Bild: Symbol des Kalten Krieges: Autoschlangen am Kontrollpunkt Helmstedt-Marie…
Es gibt Bücher, die liest man von vorn nach hinten und von hinten nach vorn
und weiß dennoch nicht, was sie wollen. Das Buch „Die DDR als Chance“
gehört nicht dazu. Die Absicht ist zu offenkundig.
Der Band enthält neben einer Einleitung des Herausgebers, Ulrich Mählert,
17 Essays von 21 Autoren und Autorinnen, die zum Establishment der
zeithistorischen Forschung gehören. Mählert selbst gehört der Stiftung zur
Aufarbeitung der SED-Diktatur an. Sie alle wollen nun erklären, was bei der
Erforschung der DDR besser gemacht werden sollte.

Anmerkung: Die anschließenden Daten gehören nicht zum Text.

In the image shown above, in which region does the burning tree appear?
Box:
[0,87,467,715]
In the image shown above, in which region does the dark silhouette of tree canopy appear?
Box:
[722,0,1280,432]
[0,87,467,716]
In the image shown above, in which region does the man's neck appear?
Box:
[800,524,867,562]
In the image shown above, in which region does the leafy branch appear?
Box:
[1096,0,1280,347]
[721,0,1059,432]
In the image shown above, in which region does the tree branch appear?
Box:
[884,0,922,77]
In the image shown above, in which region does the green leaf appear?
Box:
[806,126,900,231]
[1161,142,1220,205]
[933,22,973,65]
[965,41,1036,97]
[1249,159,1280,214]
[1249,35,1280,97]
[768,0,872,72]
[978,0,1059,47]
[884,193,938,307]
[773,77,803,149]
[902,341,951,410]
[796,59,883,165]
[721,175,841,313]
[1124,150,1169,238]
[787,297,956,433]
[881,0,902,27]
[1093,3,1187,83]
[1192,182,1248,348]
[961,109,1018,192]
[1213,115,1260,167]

Gründe dafür gibt es wahrlich genügend. Niemand von den Autorinnen und
Autoren jedoch preist oder offeriert eine Position, ein wissenschaftliches
Paradigma, das man von ihnen so nicht erwartet hätte und von ihnen nicht
seit Jahren, wenn nicht Jahrzehnten bestens kennen würde.
Am Beginn steht eine Art Bestandsaufnahme von Dierk Hoffmann, Michael
Schwartz und Hermann Wentker, allesamt vom Institut für Zeitgeschichte
(IfZ). Was hier als wissenschaftlicher Aufsatz firmiert, trägt seine
Herkunft als Diskussionspapier für den Vorstand der Stiftung zur
Aufarbeitung der SED-Diktatur stilistisch und intellektuell im Gepäck. Das
Papier ist weder ausgewogen noch umfassend, weder originell noch enthält es
innovative Überlegungen. Die Einlassungen der drei Forscher, die zu den
wenigen in diesem Band gehören, die empirisch zur DDR-Geschichte arbeiten
und regelmäßig eindrucksvolle Monografien vorlegen, gipfeln in vier
Empfehlungen, die vielleicht den intellektuellen Zustand der DDR-Forschung
spiegeln.
Sie schlagen vor: 1. „Gesprächsforen“ zu etablieren, „um Projektformen u…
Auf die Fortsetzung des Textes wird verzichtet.